Kümesin tabanına talaşı serdim, su kabı ve kuru yem işini de hallettim. Hazır olduğuma emin olunca elimde eski bir çantayla Eminönü’ne gittim, orada bulunan Çiçek Pazarı’nda hayvan mağazalarını sıra ile dolaştım. Oradaki hayvanlar kafeslerde sıkışık bir şekilde yaşamaya çalışıyorlar ama benim de bunun için yapabileceğim bir şey yok. Sonunda sağlıklı olduğunu düşündüğüm iki dişi ve bir erkek tavşan satın aldım.

Vapur otobüs derken eve vardığımda onları hemen yaptığım kümese saldım. Yaşadıkları korku ve heyecanla hemen tahta sandıkların içine saklandılar, ben de kapıyı kilitleyip eve çıktım. Bu şekilde bizim Koru mahallesinde aniden iki tavşan kümesi pardon işletmesi oluverdi. Orhanlar, kendi kümeslerine eğlencesine Hacı Müco tavşan çiftliği adını verince, ben de hayallerim büyük ama işletmem küçük bir kümes olmasına rağmen Zeki Şen ve mahdumları tavşan çiftliği ismini koydum.

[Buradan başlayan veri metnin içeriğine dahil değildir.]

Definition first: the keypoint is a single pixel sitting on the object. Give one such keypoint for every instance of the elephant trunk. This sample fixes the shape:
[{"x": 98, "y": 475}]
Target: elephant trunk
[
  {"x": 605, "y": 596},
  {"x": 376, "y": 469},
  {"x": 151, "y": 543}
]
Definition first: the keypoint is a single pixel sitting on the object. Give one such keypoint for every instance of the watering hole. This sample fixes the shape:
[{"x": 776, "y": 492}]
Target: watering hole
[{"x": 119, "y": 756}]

Ertesi gün öğlende okul dönüşü gidip baktığımda, kümes yerinde sağ salim duruyordu, köpekler tarafından herhangi bir saldırıya uğramadığını görünce çok sevindim. Sevinçle kapıyı açıp içeriye baktığımda ise resmen şok oldum. Kümesin içi sanki savaş yerine dönmüş gibiydi, her taraf toprak olmuş ve ortalık gerçekten çok kötü kokuyordu. Duvarın dibinde iki tane derin oyuk var, yuva diye koyduğum portakal sandıkları yer değiştirmiş, su kabı devrilmiş ve içi de toprakla dolmuş.

Kümesin o güvendiğim sağlam beton tabanı daha birinci günden delik deşik olmuştu. O itinayla hazırladığım çakıllı kumlu çimentolu harç, tavşanlara ancak bir gece dayanabilmişti. İster istemez kan beynime sıçradı, ben orada kendimce bir düzen kuruyorum ama iki tane kıçı kırık tavşan onu yerle bir ediyor. Yani bu olacak iş mi?

Patronun ben olduğumu göstermek için kazdıkları o çukurları oradan çıkardıkları toprakla tekrar geri doldurup üzerinden sıkıca bastırdım. Köşeye yığılmış olan yuva sandıklarını tekrar eski yerlerine koydum, ortalığı süpürüp kirli idrar kokan talaşları dışarıya aldım. Yere kuru talaş serdim, yem ve suları da tazeledim. Şimdi artık boşuna gayret sarf ettiklerini anlamışlardır.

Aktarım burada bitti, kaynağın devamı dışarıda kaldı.